Emerson notes that Abdulrahman Alamoudi, then-executive director of the American Muslim Council, said at a conference by the Islamic Association for Palestine in December 1996 that the United States will become a Muslim country, even if it takes 100 years.
Emerson was a staff member of the Senate Committee on Foreign Relations and a journalist for U.S. News & World Report and CNN. In a CAIR editorial published on its website, Hooper called Emerson "the attack dog of the extremist wing of America's pro-Israel lobby."
CAIR Executive Director Nihad Awad said in a statement on the voter drive that "recent events and new government policies have served to spur already growing political participation by American Muslims."
"We have an obligation, because of the Islamic duty of 'enjoining good and prohibiting evil,' to make our voices heard on a number of important issues," Awad said. "Voting, at both the local and national level, is the best way to accomplish that goal."
Awad once worked for the Islamic Association of Palestine, considered by U.S. intelligence officials to be a front group for Hamas operating in the United States. While acknowledging Awad's former affiliation, Hooper has denied any connection between CAIR and IAP.
But CAIR recently rallied to the defense of the Holy Land Foundation for Relief and Development – a U.S.-based group accused of channeling funds to Hamas – arguing that President Bush's decision to freeze their assets could give the impression that "there has been a shift from a war on terrorism to an attack on Islam."
Emerson cites as evidence of CAIR's affinity for Hamas "their co-sponsorship of conferences calling for the death of Jews, statements on behalf of Hamas leaders, statements defending Iran and the Sudan and sponsorship of hate rallies where attacks on America are made."
Alamoudi, the former AMC director, was quoted at a Washington, D.C. rally, Oct. 28, 2000, saying: "I have been labeled by the media in New York to be a supporter of Hamas. We are all supporters of Hamas. I wish they added that I am also a supporter of Hezbollah."
CAIR seeks to underscore its political clout by citing a figure of about 7 million Muslims in the United States, but recent counts have come up with a much lower total. An evaluation of current estimates, conducted by Howard Fienberg and Iain Murray of the nonprofit, nonpartisan Statistical Assessment Service, concluded there are about 2 million U.S. Muslims. A recent study commissioned by the American Jewish Committee puts the number between 1.9 million and 2.8 million.
CAIR and other groups such as the AMC, American Muslim Alliance and Muslim Public Affairs Council, helped get out the vote during the 2000 election. Their top issues included opposition to racial profiling and the use of secret evidence against people suspected of terrorist activity.

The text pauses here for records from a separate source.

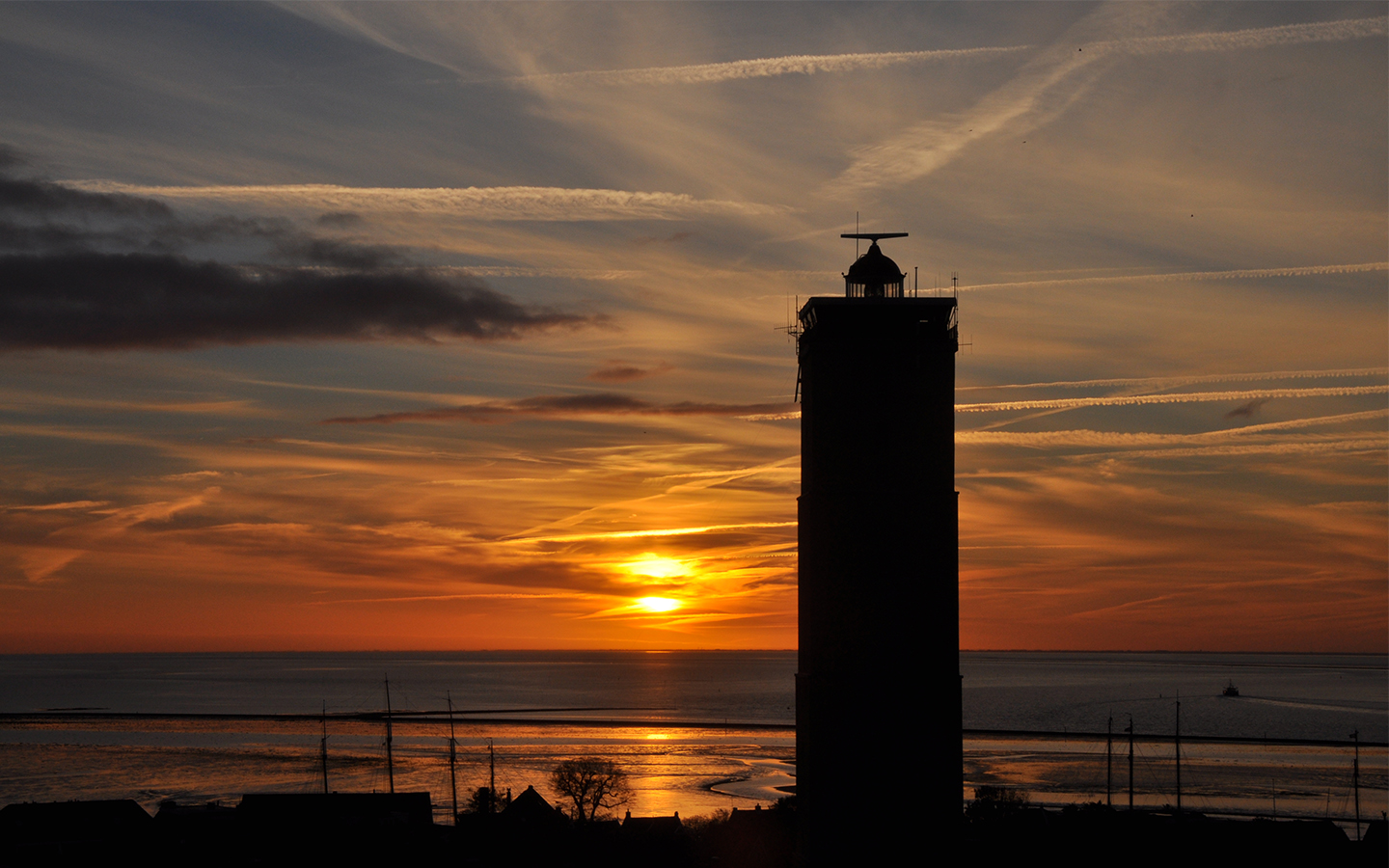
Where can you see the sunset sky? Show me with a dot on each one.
(456, 327)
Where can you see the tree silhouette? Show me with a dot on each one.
(592, 785)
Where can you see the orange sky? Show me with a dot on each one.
(454, 327)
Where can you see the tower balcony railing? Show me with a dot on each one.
(873, 290)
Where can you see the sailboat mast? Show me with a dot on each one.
(1130, 761)
(1354, 779)
(1178, 753)
(1108, 764)
(322, 746)
(453, 761)
(391, 763)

The groups claimed their support of Bush put him in office, but an exit poll by the Detroit News showed 66 percent of Muslims in Michigan voted for Al Gore. Muslims are heavily concentrated in Detroit and other major metropolitan areas including New York, Chicago and Southern California.
Arab-American pollster John Zogby estimates that U.S. Muslims are about 30 percent African-American, 20 percent Pakistani, 15 percent Arab American and 13 percent Indian. About 20 percent come from Iran, Turkey, Africa and Asia.

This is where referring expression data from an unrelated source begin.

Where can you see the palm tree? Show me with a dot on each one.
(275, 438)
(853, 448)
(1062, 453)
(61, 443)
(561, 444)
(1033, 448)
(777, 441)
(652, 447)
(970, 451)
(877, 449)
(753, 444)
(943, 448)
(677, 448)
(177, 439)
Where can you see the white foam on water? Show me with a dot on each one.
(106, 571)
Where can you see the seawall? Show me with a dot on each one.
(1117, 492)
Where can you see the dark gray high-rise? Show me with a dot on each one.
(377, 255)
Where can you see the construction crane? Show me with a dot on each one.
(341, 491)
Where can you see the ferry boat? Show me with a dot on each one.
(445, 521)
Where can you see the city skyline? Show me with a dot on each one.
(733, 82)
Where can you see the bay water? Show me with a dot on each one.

While most Muslims in the U.S. might not share CAIR's views or even know about the organization, adding 100,000 Muslim voters would give the group more clout to carry out its political agenda, Emerson said.

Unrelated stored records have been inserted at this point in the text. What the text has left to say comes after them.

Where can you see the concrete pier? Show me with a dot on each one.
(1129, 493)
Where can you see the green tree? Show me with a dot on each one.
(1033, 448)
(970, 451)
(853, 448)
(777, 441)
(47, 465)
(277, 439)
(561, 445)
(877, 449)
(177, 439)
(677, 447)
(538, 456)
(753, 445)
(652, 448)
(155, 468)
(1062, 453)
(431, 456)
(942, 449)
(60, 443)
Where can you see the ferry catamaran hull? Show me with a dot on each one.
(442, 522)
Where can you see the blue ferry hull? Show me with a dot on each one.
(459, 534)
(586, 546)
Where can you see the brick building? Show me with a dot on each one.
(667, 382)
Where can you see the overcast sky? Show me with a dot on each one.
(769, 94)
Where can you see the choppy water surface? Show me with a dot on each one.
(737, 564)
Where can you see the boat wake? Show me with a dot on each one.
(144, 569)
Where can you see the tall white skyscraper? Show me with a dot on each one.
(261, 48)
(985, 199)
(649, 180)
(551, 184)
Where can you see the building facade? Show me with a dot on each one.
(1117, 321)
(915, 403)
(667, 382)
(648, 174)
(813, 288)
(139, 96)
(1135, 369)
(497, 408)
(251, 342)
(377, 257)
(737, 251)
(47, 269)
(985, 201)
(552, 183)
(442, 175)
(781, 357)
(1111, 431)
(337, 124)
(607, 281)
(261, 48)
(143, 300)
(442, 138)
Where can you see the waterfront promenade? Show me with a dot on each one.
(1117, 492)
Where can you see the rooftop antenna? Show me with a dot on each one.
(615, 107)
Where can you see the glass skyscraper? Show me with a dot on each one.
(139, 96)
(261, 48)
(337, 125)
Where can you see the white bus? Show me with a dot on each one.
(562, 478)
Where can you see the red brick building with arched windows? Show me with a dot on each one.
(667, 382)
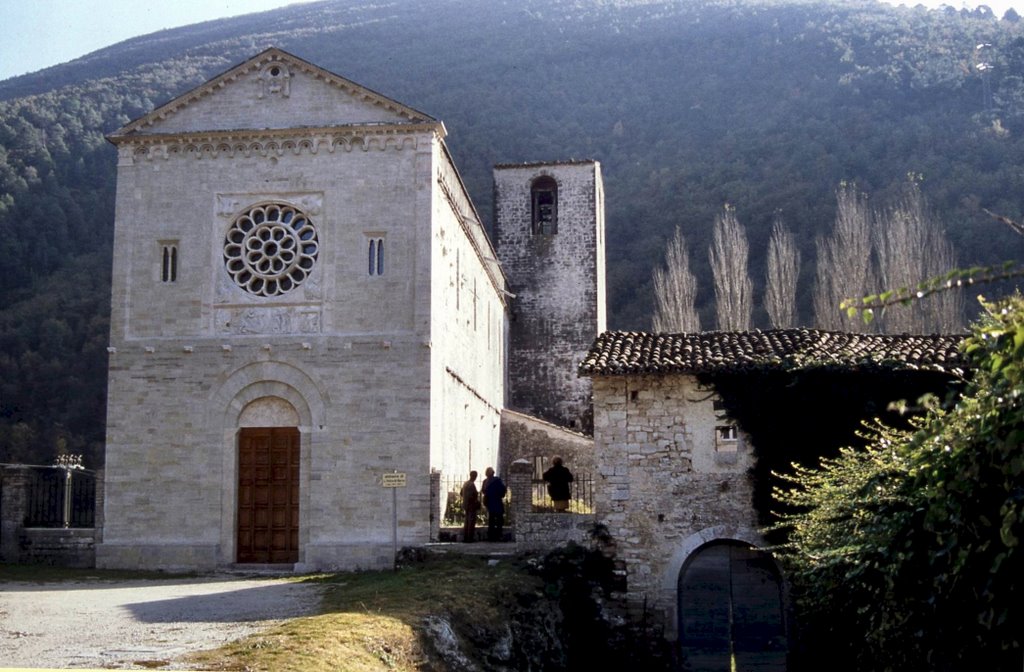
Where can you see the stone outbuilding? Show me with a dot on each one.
(673, 475)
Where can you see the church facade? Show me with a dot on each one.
(306, 307)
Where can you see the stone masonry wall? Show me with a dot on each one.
(665, 485)
(73, 547)
(558, 283)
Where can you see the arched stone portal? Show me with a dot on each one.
(730, 610)
(268, 483)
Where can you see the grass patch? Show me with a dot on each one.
(372, 621)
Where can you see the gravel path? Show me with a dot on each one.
(127, 624)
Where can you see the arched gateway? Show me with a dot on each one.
(268, 483)
(731, 614)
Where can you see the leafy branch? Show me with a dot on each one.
(865, 307)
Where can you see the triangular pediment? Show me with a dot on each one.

"I think we've already seen some of that in terms of what has happened over the last few years," he said, "when Hollywood studios change the scripts to take out any references to militant Islamic terrorists, or when school boards actually excise books from the curriculum because CAIR says they are deemed harmful to 'Islam,' or if counterterrorism laws are not enforced because of the fear that this is going to be anti-Muslim."
Emerson said that before Sept. 11 there was a strong move in Congress to stop the use of classified evidence in deportations of terrorists.
"They had been gaining a lot of momentum abetted by the naivete of the media," Emerson said.